Ворон снова внутренне вскипел: она тоже говорила загадками, как будто знала больше, чем он. Совсем как Леон.
– Ты, Мишка, не обращай внимания, это я о своем. – Марина поигрывала вытянутым из стакана карандашом. – Как только узнаю больше, сразу поделюсь. Но пока, извини, и нечем особо.
«Тогда какого хрена ты мне здесь тень на плетень наводишь?» – чуть не ляпнул он, но сдержался. Понимал, что говорить подобные вещи Марине просто опасно – реакцию не предскажешь.
– Что Хохол? – перевел Ворон разговор на менее щекотливую тему, и Коваль пожала плечами:
– А что Хохол?
– Может, говорит чего?
– Не до разговоров ему. На улицу теперь выйти не сможет, пока не найдется тот, кто Мирзу убрал. – Она снова заговорила загадками, и у Ворона мелькнула шальная мыслишка: уж не ее ли безголовый супруг приговорил старого татарина?

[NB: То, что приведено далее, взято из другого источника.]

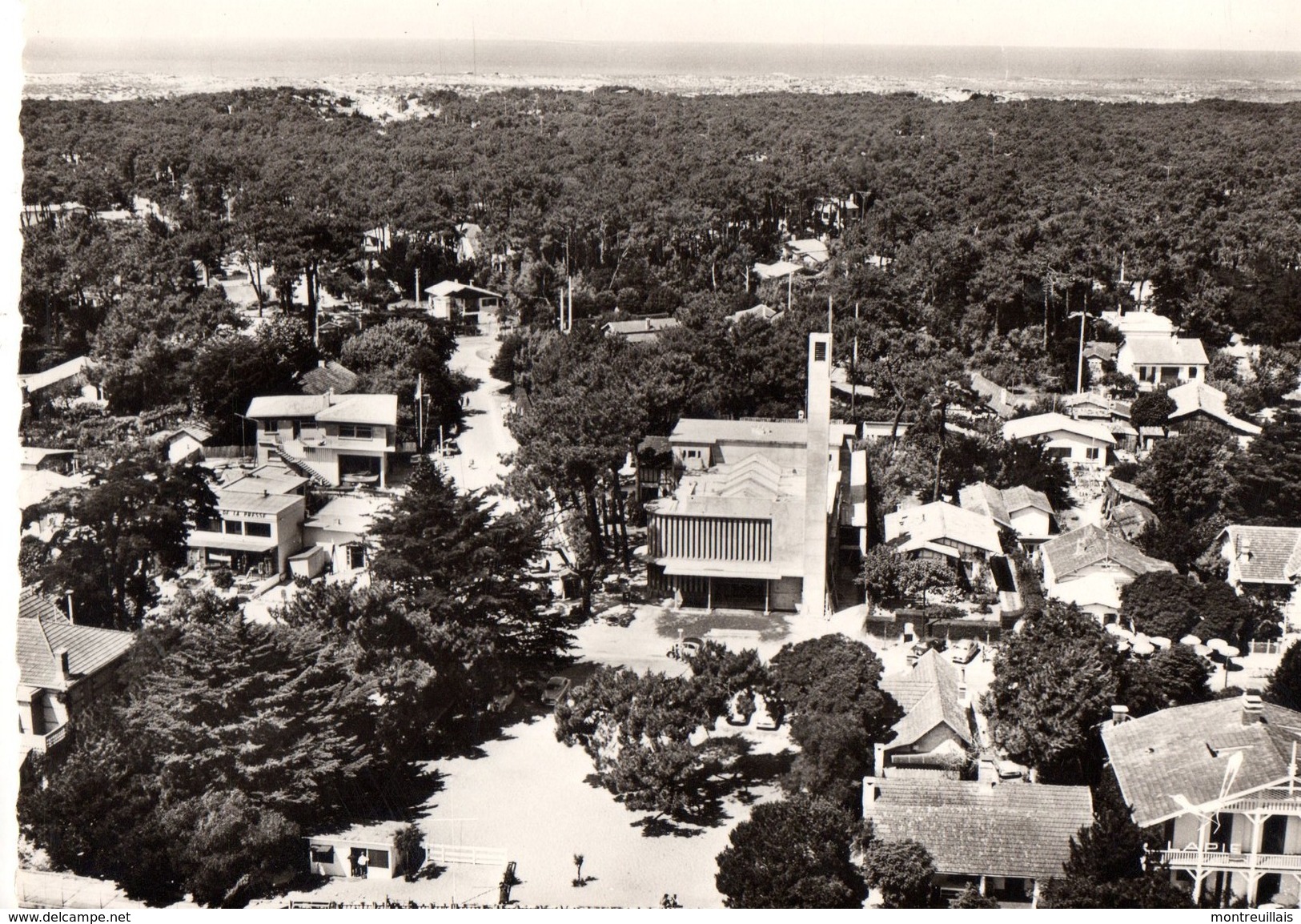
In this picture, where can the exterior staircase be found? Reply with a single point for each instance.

Правда, уже в следующую минуту Ворон рассудил, что резона убивать Мирзу у Хохла не было, если, конечно, не случилось чего-то, о чем он, Ворон, не знал. Наковальня могла и темнить, дойди разборки до каких-то ее личных дел.
– У меня встреча сегодня, – как мог спокойнее сказал Ворон, и Марина понимающе кивнула:
– Я не буду мешать. Могу куда-нибудь пообедать отлучиться.

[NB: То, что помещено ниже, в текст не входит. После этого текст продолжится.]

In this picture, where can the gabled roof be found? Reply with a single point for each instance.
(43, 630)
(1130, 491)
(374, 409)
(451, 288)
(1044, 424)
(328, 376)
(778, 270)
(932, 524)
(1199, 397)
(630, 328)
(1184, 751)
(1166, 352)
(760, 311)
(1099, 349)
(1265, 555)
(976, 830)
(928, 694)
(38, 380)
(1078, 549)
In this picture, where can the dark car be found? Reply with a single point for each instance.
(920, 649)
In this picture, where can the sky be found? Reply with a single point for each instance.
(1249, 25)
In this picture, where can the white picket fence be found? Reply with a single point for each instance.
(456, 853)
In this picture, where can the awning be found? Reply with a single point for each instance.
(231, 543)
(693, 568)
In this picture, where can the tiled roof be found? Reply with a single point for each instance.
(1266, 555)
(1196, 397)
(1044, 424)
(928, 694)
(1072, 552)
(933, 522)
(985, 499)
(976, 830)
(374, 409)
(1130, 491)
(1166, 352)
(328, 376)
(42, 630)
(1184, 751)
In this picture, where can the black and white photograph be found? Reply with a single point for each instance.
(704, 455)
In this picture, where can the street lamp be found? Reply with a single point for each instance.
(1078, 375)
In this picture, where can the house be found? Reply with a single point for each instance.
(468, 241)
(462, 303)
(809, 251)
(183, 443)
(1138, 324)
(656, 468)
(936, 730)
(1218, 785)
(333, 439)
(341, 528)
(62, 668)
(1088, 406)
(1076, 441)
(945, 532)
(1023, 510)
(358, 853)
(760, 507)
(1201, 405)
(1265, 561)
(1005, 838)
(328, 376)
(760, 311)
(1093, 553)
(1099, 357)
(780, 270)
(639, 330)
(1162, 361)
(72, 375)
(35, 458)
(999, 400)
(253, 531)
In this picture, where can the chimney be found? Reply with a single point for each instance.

– С кем? Одна не поедешь, – отрезал Мишка, понимая, что Хохол не обрадуется, если узнает, что он отпустил ее одну.
– Леон обещал телохранителя. Пойду узнаю, может, решилось уже что. – Она спрыгнула со стола и охнула, неловко приземлившись на правую ногу. – Черт возьми, все время забываю… Как только хромота проходит, так сразу начинаю думать, что здоровая. – Она присела на диван, растирая занывшее колено.
– Может, лед?
– Не надо, это не поможет. Будем надеяться, боль не станет такой сильной, что снова придется хромать. Не могу тебя подвести. – Тут она издала какой-то смешок, больше похожий на попытку скрыть боль и досаду, и Ворон решительно нажал кнопку интеркома.
– Леон там? Пусть зайдет.
Леон возник на пороге почти мгновенно:
– Звали, Михаил Георгиевич?
Ворон кивнул в сторону Коваль:
– Вот тебе работа подвалила. Свози-ка ее к нашему тибетскому специалисту.
– А что случилось? – Леон перевел взгляд на лицо Марины, и та скривилась.
– Ничего. Просто прыжки со стола – это больше не мое, а я все никак не смирюсь.
– Так, я понял. Мы сейчас поедем к Ивану, а он разберется. Вы идти можете?
Вместо ответа Марина встала с дивана, выпрямила спину и пошла к двери, практически не хромая, но по напряженной позе и Леон, и Ворон поняли, что нога болит, но упрямая Наковальня ни за что этого не скажет.
– Ты с ней не церемонься особенно, – Ворон решил вполголоса проинструктировать Леона. – Она тебе сейчас картину прогонит, но ты не ведись, вези ее к Ваньке, пусть посмотрит.